Set the validity interval of the ZT1_V001 pipeline

  • The "Norm calendar" section is meant to be able to set different pipelines for different intervals of time
  • The interval of time is compared to the "Validity" of the file to know which pipeline should be used
  • We want our pipeline will be valid from "2020-01-01" to "2025-01-01"

In the "Norm definition" section

  1. Click on the norm checkbox to open its "Norms calendar" section

Fill the cells of "+" line of the "Norm calendar" section

  1. in "Validity min", 2020-01-01
  2. in "Validity max", 2025-01-01
  3. in "State", choose "ACTIVE"
  4. Click the "Add" button below the section or press Ctrl-Enter

Assign the ZT1_V001 pipeline to a sandbox

  • We want our pipeline to work on the sandbox 1

In the "Norm calendar" section

  1. Click on the "norm calendar" checkbox to open its "Rulesets" section

Fill the cells of "+" line of the "Rulesets" section

  1. in "Version", write "v001"
  2. in "State", select the "Bac à sable 1" (sandbox 1)
  3. Click the "Add" button below the section or press Ctrl-Enter

Set the rules of the "LOAD" module rules for the ZT1_V001 pipeline

  • The "LOAD" module is one of the 6 processing modules implemented by ARC
  • We want to tell ARC that the file to be loaded by the ZT1_V001 pipeline are csv files with ";" separator and with an 8859-1 ANSI encoding

In the "Rulesets" section

  1. Click on the "Rulesets" checkbox to open the pipeline steps section
  2. Click on the "Load" link to open the "Load rules" section

Fill the cells of "+" line of the "Load rules" section

  1. in "Type of file", choose "plat" (flat file)
  2. in "Delimiter", write ;
  3. in "Format", write <encoding>ISO-8859-1</encoding>
  4. Click the "Add" button below the section or press Ctrl-Enter

4) Use the sandbox 1 to try your pipelines on your files


First use and maintenance of a the sandbox 1

Enter the sandbox 1

  • We will now try the rules of the pipeline ZT1_V001 declared on sandbox 1

Enter the sandbox workbench

  1. Next to "Choose your working environment", select "BAS1" (sandbox1)
  2. Click on "Manage environment"

Build or rebuild the sandbox 1

  • Initialize is the the first module of ARC and the maintenance module of ARC
    1- It builds or rebuilds the database for the sandbox in a consistent way
    2- It copies the sandbox rules to the sandbox and make them operative.
    Note that the modules rules are automatically applied to the sandbox when a module is ran in GUI mode.

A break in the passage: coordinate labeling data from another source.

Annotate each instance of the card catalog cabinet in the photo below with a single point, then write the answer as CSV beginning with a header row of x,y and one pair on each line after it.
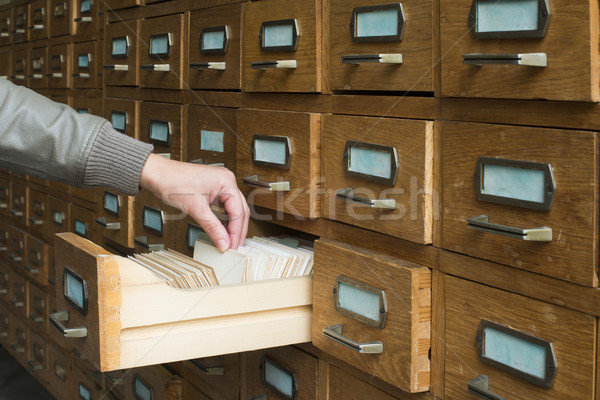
x,y
278,160
520,50
380,46
215,51
374,312
282,46
378,174
521,196
112,311
529,354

In the "Run a module" section

  1. Click on "Initialize"

Reset the sandbox 1

  • This "Reset sandbox" service clears all files and data of the sandbox

In the "Run a module" section

  1. Click on "Reset Sandbox"

Try the animal files in the sandbox 1

  • Upload and register the 3 animal files into ARC

In the "Register files" section, click on "Browse"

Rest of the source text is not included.